1845-07-26, de  Delacroix, Eugène à  Pierret, Jean-Baptiste.
[p. 1] Monsieur Pierret
Rue Tronchet n° 13, à Paris
Eaux-Bonnes, 26 juillet [illisible] Paris, 29 juillet 1845
[p. 2] M. Delacroix, chez M. Miraud, Eaux-Bonnes, Basses-Pyrénées

Cher ami,

Je suis ici depuis quelques jours, mais je n’étais pas sûr d’y rester. Je craignais que le médecin ne trouvât que j’avais trop peu de temps à donner à la saison ; dans ce cas, je serais reparti tout de suite. Je ne suis pas venu directement, comme tu sais. J’ai été à Bordeaux voir mon frère, que j’espérais emmener avec moi pour passer ensemble tout le temps possible. Mais il était établi au bord de la mer près de Bordeaux et ses arrangements ne lui permettaient pas de m’accompagner. J’ai donc passé quelques jours avec lui et j’en ferai autant à mon retour. Le docteur se fait fort de me tirer d’affaire avec les 15 jours environ que je pourrai lui donner. Dieu le veuille. Je me suis vu d’abord ici dans un véritable guêpier : on trouve aux eaux une foule de gens qu’on ne voit jamais à Paris et moi [p. 3] qui fuis les conversations, surtout les conversations oiseuses, je me voyais d’avance assassiné. Il faut donc une certaine adresse pour éluder les rencontres, et c’est fort difficile dans un endroit qui est fait comme un entonnoir et où on est par conséquent les uns sur les autres. La beauté des sites me console un peu de l’ennui des figures. C’est de la montagne pour tout de bon et quoique je n’aie pas vu les parties les plus remarquables, je m’en tiens satisfait. Le costume des indigènes est aussi très joli : celui des femmes est plein de caractère et très inspirateur. On n’entend de tous côtés que chutes d’eau qui vous font croire qu’il pleut à chaque instant. Toi qui ne crains pas de grimper, tu serais ici tout à fait dans ton élément.
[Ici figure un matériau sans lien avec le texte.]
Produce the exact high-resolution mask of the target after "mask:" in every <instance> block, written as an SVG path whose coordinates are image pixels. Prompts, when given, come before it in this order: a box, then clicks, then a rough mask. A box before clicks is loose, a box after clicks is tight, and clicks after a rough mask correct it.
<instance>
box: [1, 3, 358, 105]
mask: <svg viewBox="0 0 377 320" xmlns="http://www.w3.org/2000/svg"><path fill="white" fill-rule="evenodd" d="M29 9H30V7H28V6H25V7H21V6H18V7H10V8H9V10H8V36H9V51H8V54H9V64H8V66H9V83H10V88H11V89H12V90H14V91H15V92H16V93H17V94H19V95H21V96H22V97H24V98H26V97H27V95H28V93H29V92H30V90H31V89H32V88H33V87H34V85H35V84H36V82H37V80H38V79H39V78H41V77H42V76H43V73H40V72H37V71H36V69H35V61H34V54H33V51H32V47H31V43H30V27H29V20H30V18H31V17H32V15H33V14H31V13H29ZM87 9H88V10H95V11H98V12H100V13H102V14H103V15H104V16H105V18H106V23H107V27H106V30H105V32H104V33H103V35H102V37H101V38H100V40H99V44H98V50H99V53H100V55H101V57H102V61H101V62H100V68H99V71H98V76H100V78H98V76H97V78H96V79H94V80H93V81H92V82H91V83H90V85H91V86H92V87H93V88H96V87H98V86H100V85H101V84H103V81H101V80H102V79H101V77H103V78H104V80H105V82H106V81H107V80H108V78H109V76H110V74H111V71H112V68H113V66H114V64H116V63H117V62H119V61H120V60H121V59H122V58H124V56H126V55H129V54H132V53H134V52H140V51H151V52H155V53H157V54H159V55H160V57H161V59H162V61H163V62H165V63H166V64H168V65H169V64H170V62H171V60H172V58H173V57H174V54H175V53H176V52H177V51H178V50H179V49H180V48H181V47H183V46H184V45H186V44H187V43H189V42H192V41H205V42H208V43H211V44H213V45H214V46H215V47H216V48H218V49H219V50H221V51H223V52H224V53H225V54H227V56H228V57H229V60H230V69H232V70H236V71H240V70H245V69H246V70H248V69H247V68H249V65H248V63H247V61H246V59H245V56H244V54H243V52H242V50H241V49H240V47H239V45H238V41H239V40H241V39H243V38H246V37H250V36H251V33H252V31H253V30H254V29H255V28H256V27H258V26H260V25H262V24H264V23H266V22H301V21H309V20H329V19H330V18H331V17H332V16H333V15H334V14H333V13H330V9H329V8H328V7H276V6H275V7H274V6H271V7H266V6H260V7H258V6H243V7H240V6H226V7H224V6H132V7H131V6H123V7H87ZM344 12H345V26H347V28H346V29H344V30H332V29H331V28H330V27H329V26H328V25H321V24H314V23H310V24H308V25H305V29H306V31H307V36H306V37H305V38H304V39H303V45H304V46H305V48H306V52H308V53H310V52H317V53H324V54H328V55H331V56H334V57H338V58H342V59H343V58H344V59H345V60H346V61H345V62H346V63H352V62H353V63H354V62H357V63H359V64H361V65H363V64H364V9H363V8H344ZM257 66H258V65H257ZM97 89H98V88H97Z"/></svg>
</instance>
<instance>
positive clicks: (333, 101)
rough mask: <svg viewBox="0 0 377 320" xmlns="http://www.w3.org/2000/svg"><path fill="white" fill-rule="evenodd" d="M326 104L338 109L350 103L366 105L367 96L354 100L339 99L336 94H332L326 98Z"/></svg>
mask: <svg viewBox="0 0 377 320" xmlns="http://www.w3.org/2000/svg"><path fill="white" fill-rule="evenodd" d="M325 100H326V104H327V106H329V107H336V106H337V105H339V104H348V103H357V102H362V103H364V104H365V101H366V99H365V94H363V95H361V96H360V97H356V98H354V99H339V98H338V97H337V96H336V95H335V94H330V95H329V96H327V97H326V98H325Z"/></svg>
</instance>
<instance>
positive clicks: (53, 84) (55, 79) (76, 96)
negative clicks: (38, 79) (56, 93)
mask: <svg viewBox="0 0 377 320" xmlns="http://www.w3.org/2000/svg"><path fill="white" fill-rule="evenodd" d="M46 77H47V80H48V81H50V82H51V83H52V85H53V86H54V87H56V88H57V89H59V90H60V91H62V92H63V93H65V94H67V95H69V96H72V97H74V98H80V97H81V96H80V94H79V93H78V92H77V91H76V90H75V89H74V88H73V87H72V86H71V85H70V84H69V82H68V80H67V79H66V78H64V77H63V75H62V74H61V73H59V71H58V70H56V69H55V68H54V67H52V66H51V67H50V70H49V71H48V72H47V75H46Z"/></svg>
J’ai eu toutes les difficultés du monde à me loger. On vous offre à votre arrivée des trous à ne pas mettre des animaux. Il y a force élégants qui donnent des bals et des raouts : tu juges comme la musique [p. 4] qu’ils font jusqu’à minuit et plus doit chatouiller agréablement les oreilles de ces malheureux malades pour tout de bon, qui viennent ici pensant trouver la paix et le repos. C’est le plus drôle des contrastes, si cependant les figures allongées qu’on rencontre à chaque pas et la toux qui est un accompagnement à la plupart des conversations ne ramenaient à des idées noires.

J’ai trouvé ici Huet et Roqueplan. Le premier n’a pas encore éprouvé d’effet des eaux ; quelques accidents qu’il a éprouvés l’ont empêché d’en profiter jusqu’à présent. Quant à Roqueplan, il est fort bien. On l’a apporté ici mourant et il a l’air de tout le monde.

Je te plains bien de ne pas voyager : malgré les inconvénients et les fatigues, c’est une grande diversion aux ennuis de ce bas monde. On a vécu davantage au demeurant en moins de temps ; c’est un profit tout clair puisqu’on ne fait pas sa barbe plus souvent pour cela et qu’on n’en monte pas sa garde davantage.

Adieu, cher ami ; je t’embrasse bien. Mille choses à Mme Pierret et à tous les tiens. J’espère que Madame Pierret se trouvera bien de la campagne. Vas-y aussi quelques jours. Réponds-moi une grande lettre à l’adresse ci-dessus.